Please note the word
used in ayah 2/236 is “Mataa”
which occurs many times in the Qura’n and is translated as provision in
all the other occurrences. However, only in ayahs concerning divorce
this word is mistranslated as “gift” by majority of the translators for
reasons best known to them. In 2/241 Allah (SWT) says “And for divorced
women, maintenance (should be provided) on a reasonable (scale). This
is a duty on the God-fearing.” In this Ayah, providing for the divorcee
is a duty on all God-fearing people. If the ex-husband does not provide
for his ex-wife, then according to this ayah he is not a god-fearing
person.
It is generally
believed that maintenance has to be provided to the divorced woman only
during the waiting period. However, in 33/49 Allah (SWT) says “O you
who believe!

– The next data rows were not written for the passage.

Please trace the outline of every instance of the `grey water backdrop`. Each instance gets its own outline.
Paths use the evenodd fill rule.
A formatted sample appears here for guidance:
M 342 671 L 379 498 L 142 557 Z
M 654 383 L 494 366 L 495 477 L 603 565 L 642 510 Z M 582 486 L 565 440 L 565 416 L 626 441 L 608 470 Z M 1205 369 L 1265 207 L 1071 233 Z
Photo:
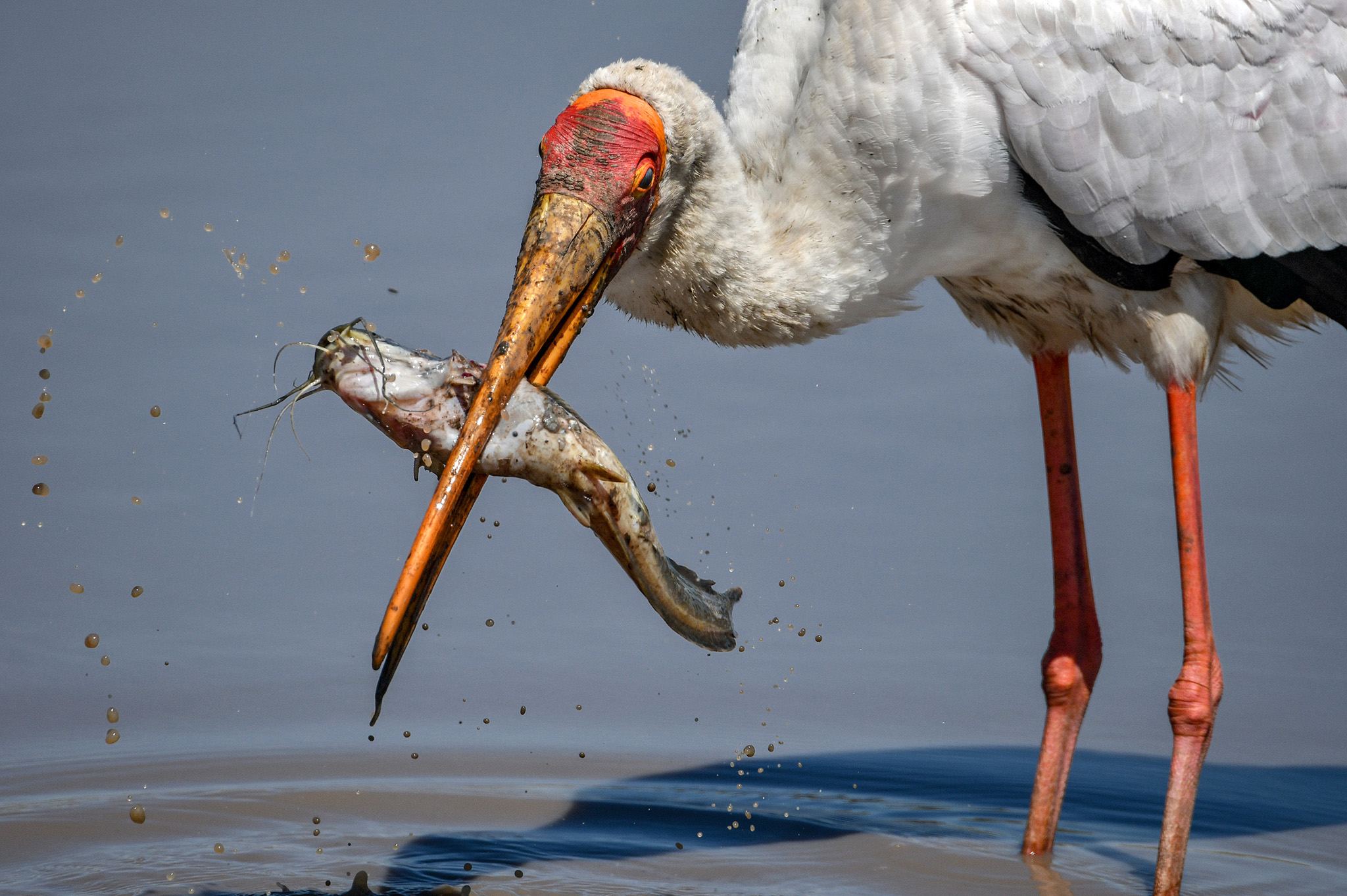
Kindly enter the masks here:
M 669 556 L 744 588 L 746 650 L 709 655 L 674 635 L 554 495 L 497 479 L 373 729 L 369 650 L 434 479 L 414 482 L 408 455 L 330 394 L 296 406 L 303 448 L 280 421 L 260 486 L 275 412 L 241 421 L 242 439 L 232 426 L 276 396 L 282 346 L 357 316 L 482 358 L 537 140 L 574 86 L 641 55 L 723 100 L 741 13 L 612 0 L 8 9 L 0 864 L 20 889 L 189 892 L 214 874 L 221 891 L 260 891 L 303 853 L 295 888 L 339 892 L 319 879 L 343 889 L 358 858 L 412 892 L 459 880 L 443 857 L 475 850 L 486 868 L 590 869 L 556 877 L 562 891 L 644 892 L 684 873 L 660 852 L 690 835 L 680 825 L 738 856 L 734 873 L 686 872 L 694 892 L 779 892 L 819 868 L 854 892 L 1057 885 L 1012 861 L 1052 624 L 1033 375 L 936 284 L 917 311 L 769 351 L 601 307 L 552 387 L 657 480 Z M 1277 892 L 1325 892 L 1347 881 L 1347 332 L 1269 351 L 1266 367 L 1231 358 L 1237 387 L 1212 383 L 1199 408 L 1226 696 L 1197 798 L 1193 849 L 1210 854 L 1188 880 L 1249 892 L 1263 872 L 1242 869 L 1276 868 Z M 282 354 L 280 387 L 310 363 L 308 348 Z M 1141 371 L 1091 355 L 1072 379 L 1105 661 L 1059 866 L 1075 892 L 1140 892 L 1181 651 L 1165 404 Z M 872 803 L 711 842 L 674 794 L 740 778 L 749 744 L 750 774 L 770 759 L 800 776 L 773 779 L 781 806 L 815 790 L 869 788 Z M 531 780 L 537 794 L 548 775 L 566 780 L 547 791 L 556 813 L 516 817 L 481 795 Z M 403 782 L 388 792 L 409 802 L 370 810 L 365 852 L 341 858 L 218 783 L 251 782 L 307 817 L 284 794 L 337 799 L 362 779 Z M 144 827 L 127 818 L 132 791 Z M 927 803 L 935 815 L 915 821 Z M 152 833 L 187 806 L 190 834 Z M 668 827 L 613 846 L 558 821 L 581 825 L 585 806 L 606 807 L 594 831 L 636 823 L 614 806 L 660 807 Z M 422 831 L 412 856 L 392 846 L 412 823 L 399 813 Z M 959 813 L 999 821 L 968 833 L 983 822 Z M 193 877 L 220 829 L 307 839 Z M 892 862 L 894 845 L 936 849 L 915 833 L 936 829 L 962 846 Z M 179 870 L 151 874 L 132 841 Z M 787 870 L 773 852 L 785 842 L 828 846 L 801 846 Z M 1002 870 L 978 877 L 986 862 Z M 533 880 L 494 885 L 544 892 Z

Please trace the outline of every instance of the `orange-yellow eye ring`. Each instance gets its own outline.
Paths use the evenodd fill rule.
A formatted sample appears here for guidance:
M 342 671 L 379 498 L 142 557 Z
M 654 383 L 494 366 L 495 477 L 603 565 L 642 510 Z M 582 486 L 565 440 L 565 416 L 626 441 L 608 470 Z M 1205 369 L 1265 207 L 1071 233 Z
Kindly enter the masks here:
M 641 161 L 640 167 L 636 170 L 636 175 L 632 178 L 632 195 L 640 196 L 649 192 L 651 187 L 655 186 L 655 163 L 649 159 Z

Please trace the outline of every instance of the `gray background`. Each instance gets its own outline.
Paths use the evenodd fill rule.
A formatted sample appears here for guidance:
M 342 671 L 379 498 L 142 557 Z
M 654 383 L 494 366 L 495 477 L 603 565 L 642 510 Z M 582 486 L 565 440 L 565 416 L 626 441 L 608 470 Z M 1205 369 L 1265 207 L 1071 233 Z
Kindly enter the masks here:
M 230 416 L 273 396 L 277 344 L 357 315 L 400 342 L 481 357 L 537 140 L 574 85 L 645 55 L 723 98 L 741 12 L 610 0 L 7 9 L 9 761 L 366 745 L 368 651 L 431 480 L 414 483 L 403 452 L 319 396 L 296 414 L 311 461 L 283 424 L 253 503 L 269 417 L 240 441 Z M 365 262 L 353 239 L 383 254 Z M 230 246 L 249 256 L 244 280 Z M 292 261 L 271 276 L 280 250 Z M 744 587 L 753 650 L 707 657 L 676 638 L 554 496 L 493 480 L 488 523 L 455 549 L 369 748 L 404 728 L 427 755 L 729 757 L 769 736 L 785 756 L 1036 743 L 1051 562 L 1033 375 L 935 284 L 917 297 L 925 307 L 898 319 L 772 351 L 601 308 L 554 386 L 629 465 L 659 464 L 672 499 L 660 537 Z M 39 355 L 47 328 L 55 346 Z M 1199 410 L 1226 670 L 1211 757 L 1343 763 L 1347 334 L 1274 354 L 1269 370 L 1241 359 L 1241 391 L 1215 385 Z M 308 358 L 284 355 L 282 383 Z M 1105 632 L 1082 745 L 1164 753 L 1181 647 L 1164 397 L 1092 357 L 1074 361 L 1074 378 Z M 34 420 L 43 386 L 53 401 Z M 36 453 L 50 464 L 34 467 Z M 31 494 L 38 480 L 48 496 Z M 768 626 L 775 616 L 823 643 Z M 114 747 L 102 743 L 108 694 L 123 714 Z

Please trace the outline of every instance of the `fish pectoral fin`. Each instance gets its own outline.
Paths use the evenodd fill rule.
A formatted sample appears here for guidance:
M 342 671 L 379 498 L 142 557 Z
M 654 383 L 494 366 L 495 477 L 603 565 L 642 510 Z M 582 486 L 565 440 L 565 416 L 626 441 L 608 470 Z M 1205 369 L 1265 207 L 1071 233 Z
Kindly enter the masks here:
M 562 499 L 566 509 L 571 511 L 571 515 L 585 526 L 586 529 L 593 529 L 589 521 L 590 502 L 583 495 L 577 496 L 570 491 L 558 491 L 556 496 Z

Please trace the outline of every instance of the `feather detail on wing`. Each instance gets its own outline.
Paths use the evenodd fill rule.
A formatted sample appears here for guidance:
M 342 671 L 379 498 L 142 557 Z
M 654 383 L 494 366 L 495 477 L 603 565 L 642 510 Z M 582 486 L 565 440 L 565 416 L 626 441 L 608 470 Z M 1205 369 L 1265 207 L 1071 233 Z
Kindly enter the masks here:
M 1020 165 L 1137 265 L 1347 244 L 1347 0 L 967 0 Z

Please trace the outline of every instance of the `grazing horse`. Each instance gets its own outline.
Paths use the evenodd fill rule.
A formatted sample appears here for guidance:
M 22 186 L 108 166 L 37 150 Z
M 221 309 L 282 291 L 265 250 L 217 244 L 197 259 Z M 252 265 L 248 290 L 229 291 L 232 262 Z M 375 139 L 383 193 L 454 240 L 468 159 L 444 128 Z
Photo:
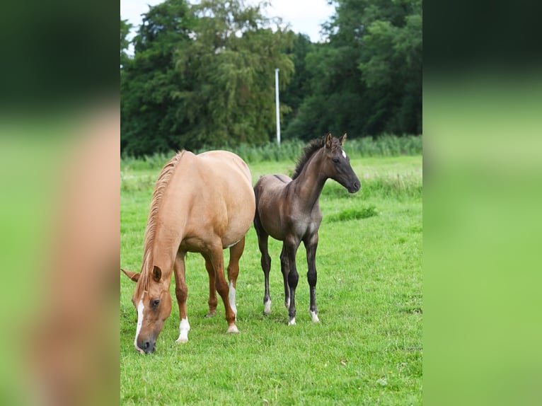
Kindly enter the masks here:
M 238 332 L 235 287 L 245 235 L 255 210 L 250 171 L 238 156 L 226 151 L 194 155 L 183 151 L 163 167 L 156 181 L 145 231 L 143 264 L 137 274 L 122 271 L 137 283 L 132 298 L 137 311 L 134 344 L 153 352 L 156 338 L 171 313 L 172 272 L 179 305 L 179 338 L 188 341 L 185 282 L 187 252 L 200 253 L 209 274 L 209 314 L 217 309 L 218 291 L 226 308 L 228 332 Z M 229 286 L 222 250 L 229 248 Z
M 333 179 L 350 193 L 359 190 L 359 180 L 350 166 L 350 158 L 342 150 L 345 134 L 340 139 L 328 133 L 313 141 L 305 148 L 294 175 L 261 177 L 254 186 L 256 213 L 254 228 L 262 253 L 262 269 L 265 279 L 264 313 L 271 311 L 269 295 L 269 270 L 271 258 L 267 238 L 283 241 L 280 267 L 284 282 L 284 305 L 288 308 L 289 325 L 296 324 L 295 292 L 299 275 L 296 269 L 296 253 L 303 241 L 306 249 L 311 294 L 309 312 L 313 322 L 318 322 L 316 307 L 316 247 L 318 231 L 322 221 L 318 198 L 325 180 Z

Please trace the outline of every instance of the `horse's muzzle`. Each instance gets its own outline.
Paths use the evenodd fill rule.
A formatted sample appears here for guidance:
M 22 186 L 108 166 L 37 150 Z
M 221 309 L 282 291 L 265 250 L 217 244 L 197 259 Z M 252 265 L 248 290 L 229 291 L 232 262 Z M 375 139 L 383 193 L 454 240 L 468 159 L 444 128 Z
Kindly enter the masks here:
M 137 342 L 137 347 L 139 349 L 142 349 L 145 354 L 149 354 L 154 352 L 156 350 L 156 340 L 146 340 L 145 341 L 142 340 Z
M 359 181 L 357 180 L 347 187 L 347 190 L 348 190 L 349 193 L 355 193 L 361 188 L 362 185 L 359 184 Z

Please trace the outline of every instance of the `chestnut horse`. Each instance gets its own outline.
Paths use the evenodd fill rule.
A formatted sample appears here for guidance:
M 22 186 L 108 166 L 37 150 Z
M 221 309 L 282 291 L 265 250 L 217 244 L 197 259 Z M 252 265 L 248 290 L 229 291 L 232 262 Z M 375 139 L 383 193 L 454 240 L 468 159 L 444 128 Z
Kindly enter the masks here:
M 316 247 L 318 231 L 322 221 L 318 198 L 325 180 L 333 179 L 350 193 L 359 190 L 359 180 L 350 166 L 342 146 L 346 139 L 333 138 L 328 133 L 313 141 L 305 148 L 294 175 L 263 176 L 254 186 L 256 212 L 254 228 L 262 253 L 262 269 L 265 280 L 263 297 L 264 313 L 271 311 L 269 294 L 269 271 L 271 258 L 267 238 L 283 241 L 280 267 L 284 283 L 284 304 L 288 308 L 289 325 L 296 324 L 295 292 L 299 275 L 296 269 L 296 253 L 303 241 L 306 249 L 311 303 L 309 312 L 313 322 L 320 321 L 316 307 Z
M 188 252 L 200 253 L 205 259 L 209 274 L 207 315 L 215 313 L 218 291 L 226 308 L 227 332 L 238 332 L 236 282 L 254 210 L 250 171 L 234 153 L 210 151 L 194 155 L 183 151 L 163 167 L 153 193 L 141 272 L 122 269 L 137 282 L 132 302 L 137 311 L 134 344 L 138 351 L 155 350 L 156 338 L 171 313 L 169 286 L 173 272 L 180 318 L 176 342 L 188 341 L 190 325 L 185 282 Z M 227 248 L 229 286 L 224 277 L 222 253 Z

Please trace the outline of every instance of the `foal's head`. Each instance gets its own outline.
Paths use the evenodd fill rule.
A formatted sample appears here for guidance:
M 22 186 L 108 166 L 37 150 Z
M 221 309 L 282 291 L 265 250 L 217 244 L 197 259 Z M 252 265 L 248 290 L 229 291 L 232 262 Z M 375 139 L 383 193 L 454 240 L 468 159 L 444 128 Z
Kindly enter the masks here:
M 140 352 L 154 352 L 156 339 L 163 326 L 163 322 L 171 313 L 171 295 L 169 280 L 162 277 L 162 272 L 154 267 L 150 274 L 122 272 L 137 283 L 132 296 L 132 303 L 137 311 L 137 327 L 134 345 Z
M 324 141 L 322 168 L 328 178 L 338 182 L 350 193 L 355 193 L 359 190 L 361 183 L 350 166 L 350 158 L 342 150 L 345 139 L 346 134 L 337 139 L 328 133 Z

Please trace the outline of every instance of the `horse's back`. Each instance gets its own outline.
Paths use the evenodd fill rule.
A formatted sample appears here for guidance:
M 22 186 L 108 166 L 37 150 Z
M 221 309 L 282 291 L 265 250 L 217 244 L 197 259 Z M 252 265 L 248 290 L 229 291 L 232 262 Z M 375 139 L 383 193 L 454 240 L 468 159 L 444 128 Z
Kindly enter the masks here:
M 276 240 L 284 238 L 283 205 L 287 200 L 284 198 L 287 186 L 292 179 L 285 175 L 266 175 L 258 179 L 254 185 L 256 199 L 255 227 L 261 227 Z
M 201 218 L 224 224 L 221 233 L 224 247 L 237 243 L 252 224 L 255 202 L 252 176 L 248 166 L 239 156 L 227 151 L 209 151 L 196 156 L 198 158 L 204 202 L 199 203 L 207 211 Z
M 243 159 L 229 151 L 207 151 L 196 156 L 209 168 L 216 170 L 215 176 L 238 180 L 244 178 L 252 186 L 252 176 L 248 166 Z

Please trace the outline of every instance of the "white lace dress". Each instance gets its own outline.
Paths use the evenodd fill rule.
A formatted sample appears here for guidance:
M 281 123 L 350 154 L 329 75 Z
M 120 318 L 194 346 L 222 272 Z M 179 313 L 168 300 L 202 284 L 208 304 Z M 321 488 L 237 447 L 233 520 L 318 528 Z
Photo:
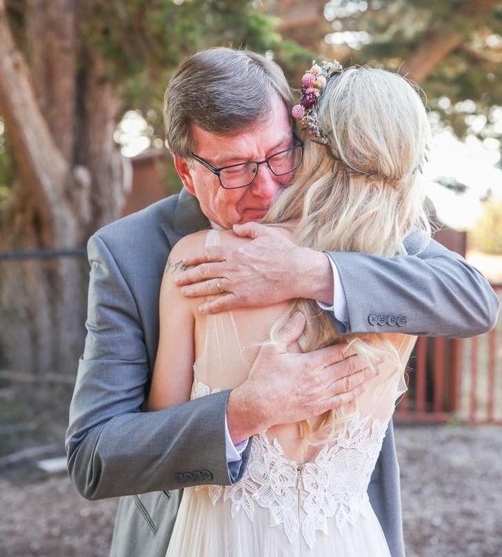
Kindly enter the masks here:
M 236 349 L 242 343 L 232 313 L 210 316 L 206 327 L 192 398 L 232 386 L 222 379 L 229 361 L 233 369 L 240 366 L 238 376 L 250 368 Z M 184 490 L 167 556 L 390 557 L 367 489 L 415 339 L 388 338 L 399 354 L 400 372 L 371 380 L 335 442 L 300 463 L 285 454 L 273 430 L 253 437 L 239 481 Z

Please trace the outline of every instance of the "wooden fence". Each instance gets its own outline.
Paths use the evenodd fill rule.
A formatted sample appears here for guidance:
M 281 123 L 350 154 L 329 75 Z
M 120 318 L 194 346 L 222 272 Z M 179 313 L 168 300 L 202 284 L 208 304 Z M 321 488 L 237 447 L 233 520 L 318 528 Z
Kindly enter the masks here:
M 501 297 L 502 284 L 492 286 Z M 419 337 L 409 367 L 396 421 L 502 425 L 502 317 L 470 339 Z

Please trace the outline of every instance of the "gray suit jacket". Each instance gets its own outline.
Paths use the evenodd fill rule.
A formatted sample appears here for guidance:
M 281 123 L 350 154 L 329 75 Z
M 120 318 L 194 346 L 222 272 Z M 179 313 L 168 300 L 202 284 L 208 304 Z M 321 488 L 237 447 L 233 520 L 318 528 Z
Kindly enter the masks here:
M 70 476 L 83 496 L 121 497 L 112 556 L 163 557 L 181 488 L 231 481 L 224 436 L 228 392 L 158 412 L 142 411 L 170 250 L 183 235 L 208 226 L 197 200 L 183 190 L 105 227 L 89 240 L 88 335 L 66 447 Z M 463 336 L 494 323 L 498 300 L 486 281 L 436 242 L 417 257 L 384 262 L 363 254 L 330 255 L 348 302 L 349 330 L 396 330 L 383 318 L 372 324 L 374 314 L 404 315 L 400 331 L 410 333 Z M 245 452 L 242 470 L 246 458 Z M 403 555 L 392 426 L 370 494 L 392 555 Z

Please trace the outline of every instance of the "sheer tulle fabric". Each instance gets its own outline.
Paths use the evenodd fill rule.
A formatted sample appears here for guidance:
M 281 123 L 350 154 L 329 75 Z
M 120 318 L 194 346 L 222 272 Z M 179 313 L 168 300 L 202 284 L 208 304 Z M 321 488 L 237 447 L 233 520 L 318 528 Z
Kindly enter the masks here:
M 206 244 L 218 240 L 212 231 Z M 192 398 L 234 386 L 249 372 L 260 339 L 243 334 L 237 317 L 208 317 Z M 260 324 L 252 328 L 254 335 Z M 254 436 L 239 482 L 184 490 L 168 557 L 390 557 L 367 489 L 415 338 L 387 338 L 400 369 L 370 381 L 346 430 L 306 463 L 285 454 L 281 430 Z M 386 364 L 395 369 L 395 359 Z

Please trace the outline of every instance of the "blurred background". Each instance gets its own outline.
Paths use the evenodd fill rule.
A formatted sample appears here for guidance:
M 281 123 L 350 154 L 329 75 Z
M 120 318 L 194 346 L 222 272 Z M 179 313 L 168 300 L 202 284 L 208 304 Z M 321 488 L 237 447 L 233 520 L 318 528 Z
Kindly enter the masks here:
M 344 66 L 399 71 L 418 83 L 434 134 L 423 178 L 439 226 L 436 238 L 483 272 L 501 295 L 500 0 L 0 0 L 0 490 L 19 509 L 19 518 L 14 513 L 10 521 L 6 515 L 3 527 L 0 521 L 2 555 L 107 554 L 114 503 L 68 503 L 76 496 L 71 487 L 52 483 L 63 476 L 54 480 L 37 463 L 63 454 L 85 336 L 87 239 L 179 191 L 164 145 L 163 91 L 185 57 L 215 45 L 270 56 L 293 88 L 312 60 L 333 58 Z M 414 435 L 424 463 L 424 451 L 433 450 L 440 431 L 456 443 L 452 450 L 467 450 L 461 463 L 447 461 L 448 470 L 472 466 L 474 454 L 491 454 L 485 445 L 466 450 L 469 442 L 485 439 L 492 449 L 501 447 L 501 326 L 499 320 L 490 333 L 464 341 L 419 340 L 409 392 L 396 414 L 407 432 L 399 448 L 408 474 L 417 463 L 415 445 L 407 444 Z M 457 429 L 431 425 L 444 423 Z M 418 425 L 413 434 L 410 424 Z M 431 442 L 424 448 L 425 439 Z M 443 446 L 448 439 L 442 438 Z M 430 458 L 429 473 L 439 459 Z M 476 476 L 476 493 L 492 491 L 481 488 L 472 467 L 469 474 Z M 486 477 L 491 485 L 493 479 Z M 465 489 L 465 481 L 459 485 Z M 94 532 L 95 552 L 84 551 L 74 538 L 54 545 L 64 531 L 51 525 L 52 518 L 39 525 L 39 532 L 23 523 L 28 500 L 21 490 L 31 490 L 32 482 L 46 489 L 43 498 L 52 494 L 54 524 L 77 508 L 83 515 L 77 514 L 76 523 L 87 516 L 94 525 L 104 521 L 102 540 L 88 530 Z M 427 492 L 427 501 L 434 498 Z M 420 498 L 424 493 L 416 490 L 417 509 L 428 508 Z M 479 499 L 481 507 L 486 496 Z M 59 506 L 63 503 L 64 509 Z M 409 512 L 411 526 L 416 517 Z M 428 529 L 414 529 L 416 539 L 408 534 L 410 554 L 502 554 L 501 534 L 491 526 L 476 531 L 474 542 L 465 540 L 465 525 L 482 522 L 473 512 L 461 527 L 452 519 L 447 535 L 448 509 L 439 518 L 432 513 L 430 520 L 424 512 Z M 502 523 L 500 508 L 490 516 Z M 52 541 L 44 545 L 41 538 Z M 448 549 L 453 539 L 461 540 L 461 550 Z M 434 552 L 427 553 L 426 546 Z

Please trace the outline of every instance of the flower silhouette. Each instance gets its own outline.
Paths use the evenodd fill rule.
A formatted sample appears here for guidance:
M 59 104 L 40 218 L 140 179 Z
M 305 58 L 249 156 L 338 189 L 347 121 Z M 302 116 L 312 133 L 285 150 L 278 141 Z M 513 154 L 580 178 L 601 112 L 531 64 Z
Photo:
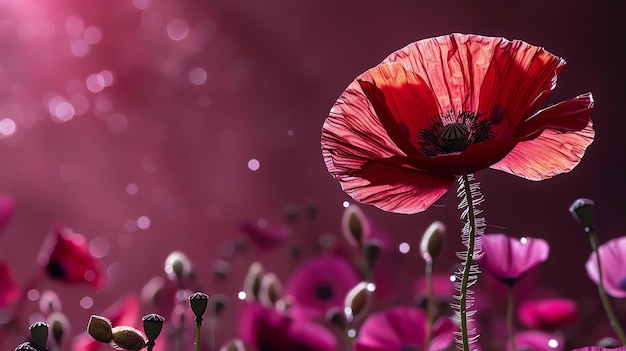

When you marry believing women, and then divorce them
before you have consummated the marriage with them, there is no waiting
period for them. So provide for them, and set them free in a good
manner.” It is clear from this ayah that maintenance is not just
limited to the waiting period.
We note that after most
of the ayahs concerning divorce Allah (SWT) mentions his attributes -
All-Hearer, All-Seer, All-Knower, All-Aware, All-Mighty, All-Wise,
reminding us that we cannot escape Him in the least bit. He emphasizes
that the (instruction) is an admonition for those who believe in Allah
and the Last Day. If we do not follow His instructions in divorce
matters it is like not believing in Allah and the Last Day. After all
the instructions, Allah (SWT) summarizes in 2/242 Thus
Allah makes His ayah (Laws) clear to you, in order that you may
understand.”
I end with 3/115 “And
whatever good they do, nothing will be rejected from them; for Allah
knows well those who are God fearing.